For each participants , what is the probability that he will be the first to pick a question on badminton.

so this is what i have in mind , its either he picks badminton (B) first , then 2nd guy pick B , then the rest soccers (BBSS) , or (BSBS) or (BSSS)

there are 3 cases here , (2/5)(3/5)(3/5)(3/5)+(2/5)(3/5)(2/5)(3/5)+(2/5)(3/5)(3/5)(3/5) but the answer given is 3/10 . Erm , i cant see my mistake here .
• Jan 17th 2010, 06:39 AM
Soroban
Hello, thereddevils!

The problem is not stated clearly,
. . so my interpretation may be wrong.

Quote:

In a sports quiz, each participant is required to answer a question,
2 of which are on badminton and 3 on soccer.
The four participants are A, B, C and D.
They are required to pick their own questions randomly .

For each participant, what is the probability that he will be the first to pick a question on badminton?

I assume the following:

. . The participants pick one question from the five.

. . The selected question is not replaced.

. . The participants do their picking in random order.

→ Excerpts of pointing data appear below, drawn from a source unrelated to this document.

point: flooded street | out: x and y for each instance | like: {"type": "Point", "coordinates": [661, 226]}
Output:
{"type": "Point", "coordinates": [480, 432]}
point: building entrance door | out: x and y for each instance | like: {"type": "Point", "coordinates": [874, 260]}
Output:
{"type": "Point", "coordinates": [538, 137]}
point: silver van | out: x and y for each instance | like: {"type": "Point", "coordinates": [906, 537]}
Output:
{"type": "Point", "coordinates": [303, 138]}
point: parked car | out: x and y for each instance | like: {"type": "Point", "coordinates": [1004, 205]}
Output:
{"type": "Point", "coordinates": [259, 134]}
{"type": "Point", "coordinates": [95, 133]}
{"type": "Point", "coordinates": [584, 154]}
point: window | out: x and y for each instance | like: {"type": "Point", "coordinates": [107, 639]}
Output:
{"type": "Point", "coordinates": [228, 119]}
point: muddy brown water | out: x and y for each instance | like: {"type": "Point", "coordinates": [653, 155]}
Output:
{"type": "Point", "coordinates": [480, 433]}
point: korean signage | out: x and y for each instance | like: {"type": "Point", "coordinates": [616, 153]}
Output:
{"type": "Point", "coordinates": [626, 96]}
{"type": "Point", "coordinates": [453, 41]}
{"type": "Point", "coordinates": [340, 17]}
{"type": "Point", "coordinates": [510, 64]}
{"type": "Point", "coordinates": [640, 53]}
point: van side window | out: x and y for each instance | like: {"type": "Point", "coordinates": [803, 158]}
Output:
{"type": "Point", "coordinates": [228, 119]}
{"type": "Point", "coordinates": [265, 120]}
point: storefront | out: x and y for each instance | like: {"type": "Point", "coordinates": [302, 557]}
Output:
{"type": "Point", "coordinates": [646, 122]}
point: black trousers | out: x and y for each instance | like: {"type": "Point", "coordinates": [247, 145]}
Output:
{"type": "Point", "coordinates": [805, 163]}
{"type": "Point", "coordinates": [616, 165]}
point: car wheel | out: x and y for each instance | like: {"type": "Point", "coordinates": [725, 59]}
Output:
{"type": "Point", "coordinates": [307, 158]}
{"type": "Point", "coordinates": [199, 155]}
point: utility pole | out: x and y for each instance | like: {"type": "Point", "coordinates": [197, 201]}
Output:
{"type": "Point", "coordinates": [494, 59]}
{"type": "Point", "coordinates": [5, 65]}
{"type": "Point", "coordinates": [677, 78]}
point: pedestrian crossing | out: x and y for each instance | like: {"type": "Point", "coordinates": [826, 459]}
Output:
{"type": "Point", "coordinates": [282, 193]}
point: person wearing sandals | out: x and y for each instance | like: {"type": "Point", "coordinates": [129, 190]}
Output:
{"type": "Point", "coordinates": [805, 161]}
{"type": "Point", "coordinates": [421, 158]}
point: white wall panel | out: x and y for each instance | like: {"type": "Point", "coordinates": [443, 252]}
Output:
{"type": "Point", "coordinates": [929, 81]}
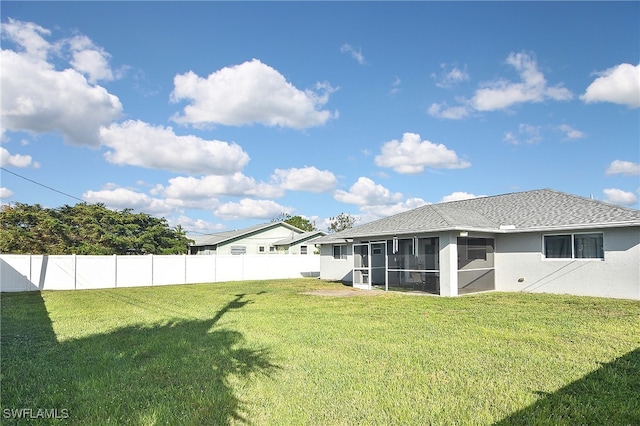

With all events being equally likely, each participant has an equal chance
. . of being the first to choose a badminton question.

Then why isn't this true?
. . . $P(\text{first to pick badminton}) \;=\;\frac{1}{4}$

• Jan 17th 2010, 06:56 AM
P(1st person picks B)= $\frac{2}{5}=\frac{4}{10}$
P(B is picked 1st by the 2nd person)= $\frac{3}{5}\frac{2}{4}=\frac{3}{10}$
P(B is first picked by the 3rd person)= $\frac{3}{5}\frac{2}{4}\frac{2}{3}=\frac{2}{10}$
P(B is first picked by the 4th person)= $\frac{3}{5}\frac{2}{4}\frac{1}{3}\frac{2}{2}=\frac {1}{10}$